In the absence of scientific certainty, scholars have found that scientists often rely on heuristics or normative values in the same way that lay people do to make policy decisions (Carr and Levidow 2000; Frank 1988; Silva and Jenkins-Smith 2007; Sniderman et al. 1991; Zaller 1992). Thus, given the high level of scientific uncertainty about the current risks and benefits of nanotech (Chau et al. 2007; Friedrichs and Schulte 2007; Gewin 2006; Powell et al. 2008; Rickerby 2007), we expect that there are other heuristics that scientists use to make decisions about nanotechnology regulations. For example, we assume that nanoscientists have much higher levels of knowledge than the public about the risks and potential benefits of nanotechnology. Therefore, we expect that their expertise-based perceptions of risks and benefits will be the key factors that they will use to make decisions about the regulation of the field.
Policy environment
Having systematic and generalizable data about perceptions among nanoscientists is increasingly important, given the continued scarcity of conclusive data on the environmental and health risks related to nanomaterials (European Food Safety Authority 2009), and policy-making in this area cannot be placed on hold until risk assessments are complete (Faunce 2007; Kuzma 2007; O’Brien and Cummins 2008; Powell et al. 2008). While nanoscientists continue to move their research forward and learn more about the health and environmental risks of nanotechnology, policy-makers are trying to determine the best way to formulate new regulations under high levels of scientific uncertainty about the risks and benefits of the field. In this type of scientific, political, and regulatory environment, policy-makers often have to rely on scientists’ perceptions about risks and benefits while they wait for the accumulation of policy-relevant risk assessment data. Since policy-makers do not yet have access to many quantitative (and validated) risk assessment studies for nanotechnology, the risk perceptions of nanoscientists will likely play an important role in developing short-term regulatory frameworks.
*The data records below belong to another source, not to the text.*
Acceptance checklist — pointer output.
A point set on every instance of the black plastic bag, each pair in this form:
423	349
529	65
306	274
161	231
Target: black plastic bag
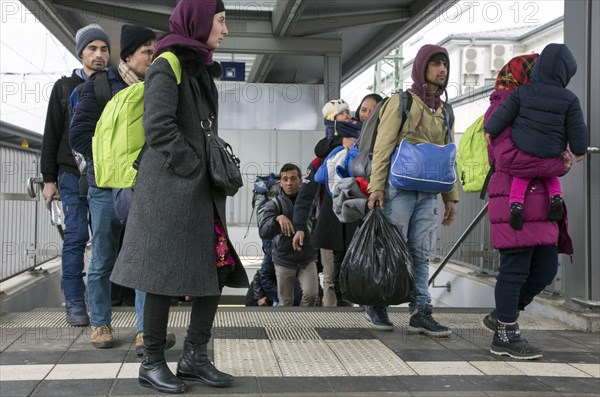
377	269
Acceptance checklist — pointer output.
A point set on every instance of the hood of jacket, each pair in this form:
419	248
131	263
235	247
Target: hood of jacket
419	69
555	66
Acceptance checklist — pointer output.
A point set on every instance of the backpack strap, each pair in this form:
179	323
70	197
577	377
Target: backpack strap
174	62
278	204
450	111
102	89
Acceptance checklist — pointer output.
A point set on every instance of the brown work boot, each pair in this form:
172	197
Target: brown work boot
102	337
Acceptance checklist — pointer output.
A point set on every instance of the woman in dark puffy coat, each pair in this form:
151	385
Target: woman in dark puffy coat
545	117
528	257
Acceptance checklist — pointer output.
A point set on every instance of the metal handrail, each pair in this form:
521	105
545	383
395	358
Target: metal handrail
457	244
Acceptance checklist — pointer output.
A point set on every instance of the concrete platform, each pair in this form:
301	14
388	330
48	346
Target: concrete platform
303	352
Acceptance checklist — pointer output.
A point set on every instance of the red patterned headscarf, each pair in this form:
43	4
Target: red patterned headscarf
516	72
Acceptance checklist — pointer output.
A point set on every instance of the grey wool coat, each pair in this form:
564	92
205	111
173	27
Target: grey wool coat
169	244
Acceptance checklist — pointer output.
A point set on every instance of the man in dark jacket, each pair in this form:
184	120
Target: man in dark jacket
137	46
290	263
60	172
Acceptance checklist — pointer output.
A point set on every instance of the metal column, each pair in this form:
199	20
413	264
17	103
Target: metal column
332	80
582	185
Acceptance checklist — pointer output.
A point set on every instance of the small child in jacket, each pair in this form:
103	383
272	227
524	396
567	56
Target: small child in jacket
338	121
546	117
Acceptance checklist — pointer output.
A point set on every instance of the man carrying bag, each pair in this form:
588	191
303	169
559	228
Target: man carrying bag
415	211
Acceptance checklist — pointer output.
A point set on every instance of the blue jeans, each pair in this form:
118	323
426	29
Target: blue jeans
76	236
140	300
106	232
416	215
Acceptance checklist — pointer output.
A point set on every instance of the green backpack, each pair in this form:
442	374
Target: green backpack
119	135
472	159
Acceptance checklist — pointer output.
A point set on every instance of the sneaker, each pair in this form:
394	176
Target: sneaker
379	319
508	342
102	337
516	216
490	322
555	211
140	348
77	314
423	322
After all, these scientists are probably more familiar with the risks and potential benefits of nanotechnology than anyone else because they work daily with nanomaterials in their labs and contribute to the nanotechnology research that is used to develop new commercial products.
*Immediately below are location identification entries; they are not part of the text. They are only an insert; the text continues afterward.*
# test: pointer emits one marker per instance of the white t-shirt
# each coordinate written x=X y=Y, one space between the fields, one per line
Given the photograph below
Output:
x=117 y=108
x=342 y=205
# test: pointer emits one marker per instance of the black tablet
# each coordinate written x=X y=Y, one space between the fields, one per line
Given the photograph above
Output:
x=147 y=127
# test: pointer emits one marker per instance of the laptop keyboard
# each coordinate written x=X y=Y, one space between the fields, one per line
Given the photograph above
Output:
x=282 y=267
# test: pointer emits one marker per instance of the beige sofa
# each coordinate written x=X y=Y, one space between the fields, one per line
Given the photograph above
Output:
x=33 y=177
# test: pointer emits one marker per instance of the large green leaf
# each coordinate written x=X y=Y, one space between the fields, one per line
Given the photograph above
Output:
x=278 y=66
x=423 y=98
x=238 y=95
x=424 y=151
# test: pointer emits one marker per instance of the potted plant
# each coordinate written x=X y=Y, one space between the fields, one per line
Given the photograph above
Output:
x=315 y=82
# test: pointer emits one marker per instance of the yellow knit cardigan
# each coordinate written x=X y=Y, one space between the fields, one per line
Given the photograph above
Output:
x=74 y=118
Despite the difficulties of this policy environment, it is not a new situation for policy-makers. Nanotechnology is not the first emerging technology that has presented policy-makers with the task of developing regulations without high levels of scientific certainty about the risks and benefits of the technology. A similar regulatory environment occurred for climate change, genetically modified organisms (GMOs), and stem cell research—all technological areas where scientific uncertainty is relatively high. In these cases, we have also seen policy-makers rely on scientists’ risk perceptions and judgments when risk assessment data were lacking. For example, Carr and Levidow (2000) have argued that in the case of GMOs, high levels of scientific uncertainty have led to policy decisions that have been based on scientists’ professional judgment more than actual scientific evidence. As Silva and Jenkins-Smith (2007, p. 640) have argued “when policies concern risks and risk management, scientists may be called on to exercise judgment in extending less than certain scientific findings into policy recommendations (Jasanoff 1990; McGarity 1978–1979; Revkin 2004; Salter et al. 1988).”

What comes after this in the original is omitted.